Answer: The Yosef Ometz discusses interest payments one receives on a loan he gave to a non-Jew. One does not have to take ma’aser on those payments before he receives a repayment of the principle because, until that time, he is still uncertain that he will get his money back, so that cannot be considered a profit.
One may argue that stocks are similar to a loan in that sense, as the investor doesn’t know if he will ultimately make money on the investment. Just because they go up at one point does not mean they will not eventually come down in value; therefore, one can argue that the appreciation of the stock cannot be considered a profit. On the other hand, I believe that there is a difference between stocks and a loan because even though securities can go up and down in value, the sale value does rise when the stock goes up, meaning that it is now worth more and the dividends aren’t merely paying off the security. Accordingly, the Yosef Ometz cannot be used as justification not to pay ma’aser on appreciation of a stock.
The halacha would be that one does not have to cash out his stocks if they appreciate in order to take off ma’aser. As long as one keeps the appreciation in the same stock, his business venture is still ongoing, and one doesn’t have to take off ma’aser from a business transaction while it is still going on.

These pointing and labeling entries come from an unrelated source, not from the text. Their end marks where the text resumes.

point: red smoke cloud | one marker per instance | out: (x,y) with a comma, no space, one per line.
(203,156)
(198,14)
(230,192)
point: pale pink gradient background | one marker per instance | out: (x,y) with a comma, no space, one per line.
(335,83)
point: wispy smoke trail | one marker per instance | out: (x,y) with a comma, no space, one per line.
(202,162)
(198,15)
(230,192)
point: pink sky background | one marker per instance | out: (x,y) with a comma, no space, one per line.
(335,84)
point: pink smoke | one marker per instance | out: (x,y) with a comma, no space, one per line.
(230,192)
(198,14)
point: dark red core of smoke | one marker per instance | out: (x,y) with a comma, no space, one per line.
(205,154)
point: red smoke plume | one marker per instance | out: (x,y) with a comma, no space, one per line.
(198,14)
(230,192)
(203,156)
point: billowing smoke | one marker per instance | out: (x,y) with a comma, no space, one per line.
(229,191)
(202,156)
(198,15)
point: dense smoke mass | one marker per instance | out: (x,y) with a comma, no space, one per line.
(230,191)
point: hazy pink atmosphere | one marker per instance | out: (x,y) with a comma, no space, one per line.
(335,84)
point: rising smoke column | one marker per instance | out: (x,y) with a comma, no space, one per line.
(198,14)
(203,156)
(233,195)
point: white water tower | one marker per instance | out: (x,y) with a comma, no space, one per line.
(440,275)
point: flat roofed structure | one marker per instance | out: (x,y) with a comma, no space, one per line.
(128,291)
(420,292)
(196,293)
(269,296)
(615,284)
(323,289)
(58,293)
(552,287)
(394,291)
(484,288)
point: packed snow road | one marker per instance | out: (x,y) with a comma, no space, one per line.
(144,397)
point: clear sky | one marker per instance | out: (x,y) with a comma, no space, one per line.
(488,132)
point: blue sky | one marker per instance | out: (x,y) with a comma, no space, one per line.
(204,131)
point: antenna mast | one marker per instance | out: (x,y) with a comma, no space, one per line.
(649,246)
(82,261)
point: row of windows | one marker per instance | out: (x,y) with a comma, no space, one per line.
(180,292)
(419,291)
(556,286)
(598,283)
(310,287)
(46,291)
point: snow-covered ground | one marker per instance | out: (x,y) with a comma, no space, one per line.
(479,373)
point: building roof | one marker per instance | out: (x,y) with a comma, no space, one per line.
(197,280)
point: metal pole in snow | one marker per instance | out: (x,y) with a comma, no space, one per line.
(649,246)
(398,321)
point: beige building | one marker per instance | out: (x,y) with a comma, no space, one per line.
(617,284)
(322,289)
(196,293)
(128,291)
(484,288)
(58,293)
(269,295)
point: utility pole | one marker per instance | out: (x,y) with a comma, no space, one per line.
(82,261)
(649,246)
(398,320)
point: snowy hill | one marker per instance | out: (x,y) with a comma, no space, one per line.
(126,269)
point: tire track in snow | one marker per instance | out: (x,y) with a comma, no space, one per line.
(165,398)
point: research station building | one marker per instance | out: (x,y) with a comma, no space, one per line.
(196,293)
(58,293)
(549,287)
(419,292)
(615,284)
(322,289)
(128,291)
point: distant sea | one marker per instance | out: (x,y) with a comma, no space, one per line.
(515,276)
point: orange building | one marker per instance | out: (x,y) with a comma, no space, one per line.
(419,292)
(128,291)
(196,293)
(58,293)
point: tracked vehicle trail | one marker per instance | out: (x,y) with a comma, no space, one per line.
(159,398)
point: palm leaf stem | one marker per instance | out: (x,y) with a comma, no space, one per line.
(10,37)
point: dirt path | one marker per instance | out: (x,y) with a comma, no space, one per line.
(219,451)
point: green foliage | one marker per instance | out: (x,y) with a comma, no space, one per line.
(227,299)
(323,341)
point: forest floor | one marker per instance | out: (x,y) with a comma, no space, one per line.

Even if the money is automatically reinvested in the same stock, it is still considered to be the middle of the venture, and ma’aser does not have to be taken off yet.
If one has to pay capital gains tax, he can deduct that as a business expense from his gross profits. He has to remember, however, that he already deducted that amount and he can’t deduct that expense again later when he takes his money out of the stock.
The Shevet Halevi warns that when people have long-term investments, they tend to forget to take ma’aser. Therefore, he suggests that people who have such investments make an accounting of their profits once every ear and take off ma’aser accordingly.
Once someone takes his profits out of a stock and wants to reinvest it in a separate venture, he would have to make a cheshbon of how much ma’aser he owes.